Snaking round from the western end of Gillespie Road to the junction with Holloway Road, it’s always been one of Islington’s strangest streets: as wide as Holloway Road but without the traffic, apart from on those afternoons and evenings back in the day when the Club was playing at home.
Now Drayton Park marks a line between Arsenal’s past and its present, providing the Club with its permanent address at Number 75 Highbury House. The area known in the 19th Century as Highbury Hill Park, which stretched all the way through to Hornsey Road, was actually one of the last pieces of open ground to be developed in Highbury. The original plan was to build villas and semi-detached homes, all part of the Victorian suburbanisation of Islington.
Instead, the railway revolution intervened and the Park was split in two in 1874 by the GNER’s Canonbury Spur line. As a result, Drayton Park – the road – was left broad but un-leafy: terraced houses sprang up along its eastern side but they were opposite high brick walls behind which trains rumbled into and out of the City.
Drayton Park station opened in 1904, carrying passengers down to Moorgate. The station was under the control of the Metropolitan Railway and, on the afternoon Arsenal played their first game at Highbury, as many as 5,000 fans were said to have used it to get to the ground. In future decades, the station enjoyed a chequered history as both a tube and overground stop. The line still carries commuters to and from work every rush hour but its days as a supporters’ destination are done: the station closes atweekends and at 10pm during the week.

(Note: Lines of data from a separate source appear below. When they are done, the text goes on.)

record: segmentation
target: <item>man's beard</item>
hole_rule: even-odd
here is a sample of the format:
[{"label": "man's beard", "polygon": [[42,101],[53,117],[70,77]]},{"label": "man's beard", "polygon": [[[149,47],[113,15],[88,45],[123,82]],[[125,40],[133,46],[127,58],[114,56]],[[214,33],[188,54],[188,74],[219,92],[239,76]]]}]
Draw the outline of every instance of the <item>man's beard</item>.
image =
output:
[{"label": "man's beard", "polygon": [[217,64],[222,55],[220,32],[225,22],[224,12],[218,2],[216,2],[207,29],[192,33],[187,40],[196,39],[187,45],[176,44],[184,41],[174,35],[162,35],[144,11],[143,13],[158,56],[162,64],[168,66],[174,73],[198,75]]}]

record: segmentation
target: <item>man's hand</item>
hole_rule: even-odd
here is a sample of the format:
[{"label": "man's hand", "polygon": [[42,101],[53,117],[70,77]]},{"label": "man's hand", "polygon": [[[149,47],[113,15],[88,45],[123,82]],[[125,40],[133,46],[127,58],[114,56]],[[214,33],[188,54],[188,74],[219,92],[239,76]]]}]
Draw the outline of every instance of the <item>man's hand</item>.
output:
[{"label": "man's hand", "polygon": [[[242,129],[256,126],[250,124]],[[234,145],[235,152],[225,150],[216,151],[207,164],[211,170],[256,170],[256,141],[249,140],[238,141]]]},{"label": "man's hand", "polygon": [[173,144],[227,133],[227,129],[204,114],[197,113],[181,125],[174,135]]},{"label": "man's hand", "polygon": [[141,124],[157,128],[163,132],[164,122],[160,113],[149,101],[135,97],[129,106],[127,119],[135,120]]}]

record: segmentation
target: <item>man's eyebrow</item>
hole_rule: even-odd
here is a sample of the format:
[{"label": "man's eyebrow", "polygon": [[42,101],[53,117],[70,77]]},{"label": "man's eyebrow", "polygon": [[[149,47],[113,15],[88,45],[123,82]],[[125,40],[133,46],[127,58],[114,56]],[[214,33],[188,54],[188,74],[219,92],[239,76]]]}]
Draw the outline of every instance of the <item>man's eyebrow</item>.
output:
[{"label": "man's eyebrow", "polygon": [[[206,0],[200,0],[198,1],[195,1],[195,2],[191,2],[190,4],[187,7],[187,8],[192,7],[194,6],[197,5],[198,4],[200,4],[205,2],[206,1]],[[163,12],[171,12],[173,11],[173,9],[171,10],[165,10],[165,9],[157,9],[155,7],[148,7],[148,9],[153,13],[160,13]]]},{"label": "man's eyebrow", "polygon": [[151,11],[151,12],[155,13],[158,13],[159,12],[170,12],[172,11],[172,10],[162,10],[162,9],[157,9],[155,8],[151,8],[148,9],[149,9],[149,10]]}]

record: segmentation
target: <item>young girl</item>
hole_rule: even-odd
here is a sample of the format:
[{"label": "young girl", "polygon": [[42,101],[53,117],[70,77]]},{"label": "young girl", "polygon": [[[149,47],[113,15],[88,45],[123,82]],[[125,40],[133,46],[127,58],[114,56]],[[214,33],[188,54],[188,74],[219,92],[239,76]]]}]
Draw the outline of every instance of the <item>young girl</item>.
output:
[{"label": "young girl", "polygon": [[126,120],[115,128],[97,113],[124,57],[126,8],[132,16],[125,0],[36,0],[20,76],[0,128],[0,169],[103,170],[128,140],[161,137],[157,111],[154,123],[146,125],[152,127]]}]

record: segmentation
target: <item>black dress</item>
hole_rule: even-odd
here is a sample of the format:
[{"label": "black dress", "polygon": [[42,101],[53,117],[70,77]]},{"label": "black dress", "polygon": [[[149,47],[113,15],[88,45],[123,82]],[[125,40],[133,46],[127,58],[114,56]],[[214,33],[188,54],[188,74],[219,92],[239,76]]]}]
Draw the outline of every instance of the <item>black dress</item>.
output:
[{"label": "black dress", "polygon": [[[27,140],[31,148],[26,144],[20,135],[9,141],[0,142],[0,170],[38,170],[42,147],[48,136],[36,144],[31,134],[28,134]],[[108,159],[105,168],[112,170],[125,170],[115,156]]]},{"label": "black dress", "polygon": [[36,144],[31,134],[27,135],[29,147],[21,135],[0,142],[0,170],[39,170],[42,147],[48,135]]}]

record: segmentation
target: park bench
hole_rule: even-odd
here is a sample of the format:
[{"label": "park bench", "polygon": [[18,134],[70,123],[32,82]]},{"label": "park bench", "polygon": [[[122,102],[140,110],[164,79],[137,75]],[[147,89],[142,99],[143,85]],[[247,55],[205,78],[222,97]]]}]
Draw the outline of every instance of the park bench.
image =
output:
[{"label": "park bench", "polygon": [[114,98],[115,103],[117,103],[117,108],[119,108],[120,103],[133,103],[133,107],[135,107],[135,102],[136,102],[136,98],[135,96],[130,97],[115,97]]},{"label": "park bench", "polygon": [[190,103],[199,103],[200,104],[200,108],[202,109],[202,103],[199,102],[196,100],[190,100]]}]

During the late 50s and early 60s, Drayton Park became essential to the modern matchday. Supporters started to arrive for Arsenal games in their cars and away fans began to travel in their hundreds by motor coach. Pre-match traffic would be directed along parallel streets and round to face south along Drayton Park, five and six deep across the road and stretching all the way from the station down to the corner of Gillespie Road, ready for a slow getaway after the game. Drayton Park, for the best part of 30 years, was Arsenal’s car park.
Also part of every matchday during the 60s and 70s – for the collectors, anyway – was a visit to the musty little programme shop which sat behind unprepossessing frontage just south of Elfort Road. It’s gone now. And so have the cars when Arsenal are at home. The move from Highbury, though, has given Drayton Park a new lease on life: supporters pour off it and over the Ken Friar and Danny Fiszman bridges towards the new stadium, including away fans who drink in the old Drayton Park Hotel on the corner of Martineau Road. And, as part of the Emirates development, those houses planned back in the 19th Century have finally been built, albeit as flats which look out over the railway line and across to the Home of Football.
As well as the club offices, Drayton Park is also home now to the community department which runs from a corner unit adjacent to the Danny Fiszman Bridge. And our nearest neighbour, of course, lies just along Drayton Park: Drayton Park Primary School on the corner of Arvon Road where the Club has recently helped fund a new classroom and art studio through the Arsenal Foundation.